You are somewhat correct that contracts take external inputs in some cases, but note that this isn't a given. For example you could have a contract that has the behavior "if someone deposits X scoin at escrow address A, send them Y gcoin from escrow address Y". That someone can only deposit scoins and get gcoins in exchange. They can't just take all the escrow account balances. So there are inputs, but they are subject to some sort of validation and contract logic that limits their power. Blockchain people call this an "on-chain event".

So short answer is: no smart contracts can't be trivially manipulated by someone, including their owner. But not being able to do that depends on there not being any bugs or back doors in the contract code.

If you are asking about a contract that has some bearing on an event in meat-space, such as someone buying a house, or depositing a bar of gold in a room somewhere, then that depends on someone telling the contract it happened. Blockchain people call this an "off-chain event". This is the "oracle problem" that you'll see mentioned in other replies. Anything off-chain is generally regarded by blockchain folks as sketchy, but sometimes unavoidable. E.g. betting markets need some way to be told that the event being bet on happened or didn't happen. The blockchain has no way to know if it snowed in Central London on December 25.

nrhrjrjrjtntbt•9m ago
The pure (if you like) smart contacts do transactions. You give me 100 apple tokens and I give you 50 pear tokens. The contract ensures nothing else can happen.

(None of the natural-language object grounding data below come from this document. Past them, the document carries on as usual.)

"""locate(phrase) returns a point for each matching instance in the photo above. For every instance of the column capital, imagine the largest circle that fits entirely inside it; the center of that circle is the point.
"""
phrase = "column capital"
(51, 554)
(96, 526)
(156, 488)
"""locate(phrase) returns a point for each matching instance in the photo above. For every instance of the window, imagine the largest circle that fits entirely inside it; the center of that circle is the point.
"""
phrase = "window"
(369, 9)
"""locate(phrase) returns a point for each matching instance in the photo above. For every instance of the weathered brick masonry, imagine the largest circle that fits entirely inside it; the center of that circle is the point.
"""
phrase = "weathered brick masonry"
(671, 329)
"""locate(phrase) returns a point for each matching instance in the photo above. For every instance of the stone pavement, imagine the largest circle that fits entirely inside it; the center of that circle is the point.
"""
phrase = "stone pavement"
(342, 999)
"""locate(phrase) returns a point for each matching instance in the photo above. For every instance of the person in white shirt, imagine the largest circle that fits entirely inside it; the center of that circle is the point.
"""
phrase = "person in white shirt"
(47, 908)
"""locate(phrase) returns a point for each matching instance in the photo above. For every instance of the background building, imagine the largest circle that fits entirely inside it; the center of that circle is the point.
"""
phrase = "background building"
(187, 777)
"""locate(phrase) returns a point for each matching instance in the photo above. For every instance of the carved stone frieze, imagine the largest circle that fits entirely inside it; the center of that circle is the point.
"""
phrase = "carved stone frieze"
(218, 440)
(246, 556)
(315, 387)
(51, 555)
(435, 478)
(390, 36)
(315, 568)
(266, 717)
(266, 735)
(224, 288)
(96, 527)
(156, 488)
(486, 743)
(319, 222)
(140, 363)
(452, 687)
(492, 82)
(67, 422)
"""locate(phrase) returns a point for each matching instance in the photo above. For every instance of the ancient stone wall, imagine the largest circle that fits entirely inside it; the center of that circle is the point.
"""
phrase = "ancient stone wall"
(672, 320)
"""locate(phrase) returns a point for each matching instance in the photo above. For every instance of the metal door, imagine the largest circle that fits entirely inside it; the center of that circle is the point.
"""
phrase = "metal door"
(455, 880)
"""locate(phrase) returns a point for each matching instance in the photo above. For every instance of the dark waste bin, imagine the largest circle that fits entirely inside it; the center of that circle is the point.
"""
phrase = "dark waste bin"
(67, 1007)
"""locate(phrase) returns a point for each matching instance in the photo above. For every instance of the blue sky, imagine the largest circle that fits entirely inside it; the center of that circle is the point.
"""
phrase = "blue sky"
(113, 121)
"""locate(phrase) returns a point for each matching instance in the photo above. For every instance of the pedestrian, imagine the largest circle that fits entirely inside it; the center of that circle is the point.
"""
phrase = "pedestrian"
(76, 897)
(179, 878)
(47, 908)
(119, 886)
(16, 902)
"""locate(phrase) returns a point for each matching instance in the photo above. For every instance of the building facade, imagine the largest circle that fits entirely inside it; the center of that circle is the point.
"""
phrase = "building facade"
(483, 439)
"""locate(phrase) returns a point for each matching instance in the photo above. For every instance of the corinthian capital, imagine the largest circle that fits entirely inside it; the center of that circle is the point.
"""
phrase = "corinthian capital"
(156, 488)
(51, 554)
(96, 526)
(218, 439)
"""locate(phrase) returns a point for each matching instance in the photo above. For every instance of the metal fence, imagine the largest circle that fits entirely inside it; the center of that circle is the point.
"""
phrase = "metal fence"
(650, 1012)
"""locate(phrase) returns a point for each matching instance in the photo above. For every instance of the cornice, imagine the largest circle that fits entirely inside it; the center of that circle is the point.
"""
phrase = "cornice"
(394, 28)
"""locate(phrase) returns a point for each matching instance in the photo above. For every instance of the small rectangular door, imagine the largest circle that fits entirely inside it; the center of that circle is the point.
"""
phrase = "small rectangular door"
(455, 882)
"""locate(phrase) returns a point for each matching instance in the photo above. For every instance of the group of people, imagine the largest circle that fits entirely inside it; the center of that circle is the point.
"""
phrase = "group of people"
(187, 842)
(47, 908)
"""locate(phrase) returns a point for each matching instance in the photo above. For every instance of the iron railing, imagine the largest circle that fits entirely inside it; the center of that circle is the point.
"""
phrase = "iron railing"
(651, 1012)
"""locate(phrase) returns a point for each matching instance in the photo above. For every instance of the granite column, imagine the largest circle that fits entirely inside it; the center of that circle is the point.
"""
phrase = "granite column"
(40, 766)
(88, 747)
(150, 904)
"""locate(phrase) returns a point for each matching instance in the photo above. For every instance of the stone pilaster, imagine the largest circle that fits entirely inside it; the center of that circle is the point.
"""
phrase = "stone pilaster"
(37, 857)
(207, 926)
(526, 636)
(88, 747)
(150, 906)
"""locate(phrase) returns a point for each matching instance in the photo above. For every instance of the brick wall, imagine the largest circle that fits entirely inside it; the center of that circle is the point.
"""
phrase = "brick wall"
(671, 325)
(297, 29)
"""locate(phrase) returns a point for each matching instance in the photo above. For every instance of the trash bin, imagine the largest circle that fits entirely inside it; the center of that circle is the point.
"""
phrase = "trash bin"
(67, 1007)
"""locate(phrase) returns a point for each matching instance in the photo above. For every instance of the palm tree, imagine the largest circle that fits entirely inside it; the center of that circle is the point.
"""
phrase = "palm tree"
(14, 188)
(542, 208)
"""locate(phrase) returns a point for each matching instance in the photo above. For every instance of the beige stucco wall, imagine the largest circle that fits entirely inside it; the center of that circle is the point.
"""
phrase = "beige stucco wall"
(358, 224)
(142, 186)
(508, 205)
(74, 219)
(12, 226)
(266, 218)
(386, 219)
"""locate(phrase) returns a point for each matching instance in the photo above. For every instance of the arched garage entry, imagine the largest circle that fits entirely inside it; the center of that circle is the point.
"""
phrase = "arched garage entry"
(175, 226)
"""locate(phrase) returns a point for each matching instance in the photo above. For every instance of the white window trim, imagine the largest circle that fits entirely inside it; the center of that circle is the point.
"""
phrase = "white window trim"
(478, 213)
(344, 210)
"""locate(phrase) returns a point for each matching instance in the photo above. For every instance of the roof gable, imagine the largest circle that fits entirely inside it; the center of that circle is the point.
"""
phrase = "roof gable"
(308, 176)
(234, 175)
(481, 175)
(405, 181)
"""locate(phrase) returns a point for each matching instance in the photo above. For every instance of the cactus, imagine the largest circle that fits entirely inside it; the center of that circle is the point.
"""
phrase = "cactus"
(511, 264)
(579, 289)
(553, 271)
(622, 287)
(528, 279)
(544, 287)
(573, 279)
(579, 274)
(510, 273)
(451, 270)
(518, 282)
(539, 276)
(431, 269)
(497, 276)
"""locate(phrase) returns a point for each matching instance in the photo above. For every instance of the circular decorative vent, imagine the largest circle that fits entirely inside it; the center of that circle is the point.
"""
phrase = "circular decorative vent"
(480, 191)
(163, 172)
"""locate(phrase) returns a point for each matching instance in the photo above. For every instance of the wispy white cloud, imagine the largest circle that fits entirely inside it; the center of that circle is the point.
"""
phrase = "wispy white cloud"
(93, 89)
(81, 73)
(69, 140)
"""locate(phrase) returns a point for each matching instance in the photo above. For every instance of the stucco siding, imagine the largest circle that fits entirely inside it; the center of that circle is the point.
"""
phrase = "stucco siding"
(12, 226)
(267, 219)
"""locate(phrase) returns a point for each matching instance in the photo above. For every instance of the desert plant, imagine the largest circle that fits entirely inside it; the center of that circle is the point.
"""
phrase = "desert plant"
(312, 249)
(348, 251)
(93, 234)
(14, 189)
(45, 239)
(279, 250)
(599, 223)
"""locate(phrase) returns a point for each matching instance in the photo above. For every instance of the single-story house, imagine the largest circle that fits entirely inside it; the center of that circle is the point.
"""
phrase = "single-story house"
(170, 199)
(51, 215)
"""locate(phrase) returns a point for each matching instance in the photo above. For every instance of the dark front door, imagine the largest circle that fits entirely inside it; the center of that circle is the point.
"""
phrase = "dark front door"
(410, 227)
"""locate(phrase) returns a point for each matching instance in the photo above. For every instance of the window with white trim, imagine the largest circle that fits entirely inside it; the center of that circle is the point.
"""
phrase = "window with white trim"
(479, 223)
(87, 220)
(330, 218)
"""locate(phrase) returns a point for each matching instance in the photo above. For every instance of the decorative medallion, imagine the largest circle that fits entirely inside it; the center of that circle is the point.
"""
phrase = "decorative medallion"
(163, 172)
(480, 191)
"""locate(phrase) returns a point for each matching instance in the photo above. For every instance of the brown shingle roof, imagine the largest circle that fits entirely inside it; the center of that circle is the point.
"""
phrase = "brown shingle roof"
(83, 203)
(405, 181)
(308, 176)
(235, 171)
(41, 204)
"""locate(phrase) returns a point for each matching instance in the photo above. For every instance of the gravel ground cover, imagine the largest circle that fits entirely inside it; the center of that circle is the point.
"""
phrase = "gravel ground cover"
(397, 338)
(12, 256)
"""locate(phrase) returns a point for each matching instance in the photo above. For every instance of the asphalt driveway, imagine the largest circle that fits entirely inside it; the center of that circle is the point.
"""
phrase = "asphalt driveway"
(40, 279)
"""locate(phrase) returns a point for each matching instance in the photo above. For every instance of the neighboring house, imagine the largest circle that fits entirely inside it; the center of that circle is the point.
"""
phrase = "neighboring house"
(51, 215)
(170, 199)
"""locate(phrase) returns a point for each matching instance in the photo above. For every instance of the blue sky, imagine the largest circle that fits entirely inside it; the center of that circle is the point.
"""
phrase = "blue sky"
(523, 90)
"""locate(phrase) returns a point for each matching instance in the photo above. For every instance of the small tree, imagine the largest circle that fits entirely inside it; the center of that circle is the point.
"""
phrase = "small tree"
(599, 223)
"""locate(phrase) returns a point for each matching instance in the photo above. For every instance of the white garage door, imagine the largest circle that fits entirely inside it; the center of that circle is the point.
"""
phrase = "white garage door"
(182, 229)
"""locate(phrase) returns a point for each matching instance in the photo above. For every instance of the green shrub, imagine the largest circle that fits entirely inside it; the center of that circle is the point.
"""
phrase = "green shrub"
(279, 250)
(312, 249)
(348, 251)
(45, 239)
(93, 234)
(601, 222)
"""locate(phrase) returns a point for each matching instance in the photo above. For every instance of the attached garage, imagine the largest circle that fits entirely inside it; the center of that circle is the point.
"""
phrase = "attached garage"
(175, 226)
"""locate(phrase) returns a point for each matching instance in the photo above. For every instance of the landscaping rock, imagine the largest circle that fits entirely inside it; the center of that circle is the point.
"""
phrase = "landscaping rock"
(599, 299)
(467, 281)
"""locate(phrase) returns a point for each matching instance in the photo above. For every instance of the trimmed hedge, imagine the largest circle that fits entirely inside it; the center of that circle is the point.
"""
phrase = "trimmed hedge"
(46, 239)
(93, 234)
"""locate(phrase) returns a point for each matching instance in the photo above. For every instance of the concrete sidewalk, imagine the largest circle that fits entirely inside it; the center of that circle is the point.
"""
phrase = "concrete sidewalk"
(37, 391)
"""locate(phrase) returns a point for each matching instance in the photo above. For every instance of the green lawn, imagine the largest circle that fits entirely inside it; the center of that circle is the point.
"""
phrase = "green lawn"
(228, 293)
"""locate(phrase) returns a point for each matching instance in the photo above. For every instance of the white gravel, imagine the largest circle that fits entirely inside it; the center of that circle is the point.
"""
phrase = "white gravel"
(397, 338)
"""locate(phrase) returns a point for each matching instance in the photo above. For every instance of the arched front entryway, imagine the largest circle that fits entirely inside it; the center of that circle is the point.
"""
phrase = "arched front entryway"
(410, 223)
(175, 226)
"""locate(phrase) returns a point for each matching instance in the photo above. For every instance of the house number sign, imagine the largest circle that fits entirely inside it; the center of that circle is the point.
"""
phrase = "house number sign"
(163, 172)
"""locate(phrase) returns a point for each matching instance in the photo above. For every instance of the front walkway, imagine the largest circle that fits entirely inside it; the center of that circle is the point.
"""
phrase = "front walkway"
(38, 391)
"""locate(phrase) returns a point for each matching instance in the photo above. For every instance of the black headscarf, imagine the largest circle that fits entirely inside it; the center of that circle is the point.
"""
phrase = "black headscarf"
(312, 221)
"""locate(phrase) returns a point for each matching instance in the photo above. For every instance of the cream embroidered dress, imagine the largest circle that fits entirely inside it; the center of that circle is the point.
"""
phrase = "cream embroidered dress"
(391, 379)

They get more sophisticated e.g. automatic market makers. But same idea just swapping.

Voting is also possible e.g. release funds if there is a quorom. Who to release them to could be hard coded or part of the vote.

For external info from the real world e.g. "who got elected" you need an oracle. I.e. you trust someone not to lie and not to get hacked. You can fix the "someone" to a specific address but you still need to trust them.

_pdp_•43m ago
I am not surprised at all. I can already see self improving behaviour in our own work which means that the next logic step is self improving!

I know how this sounds but it seems to me, at least from my own vantage point, that things are moving towards more autonomous and more useful agents.

To be honest, I am excited that we are right in the middle of all of this!

parapatelsukh•22m ago
Exciting! Let's orthogonally connect on this!
codethief•32m ago
Having watched this talk[0] about what it takes to succeed in the DARPA AIxCC competition[1] these days, this doesn't surprise me in the least.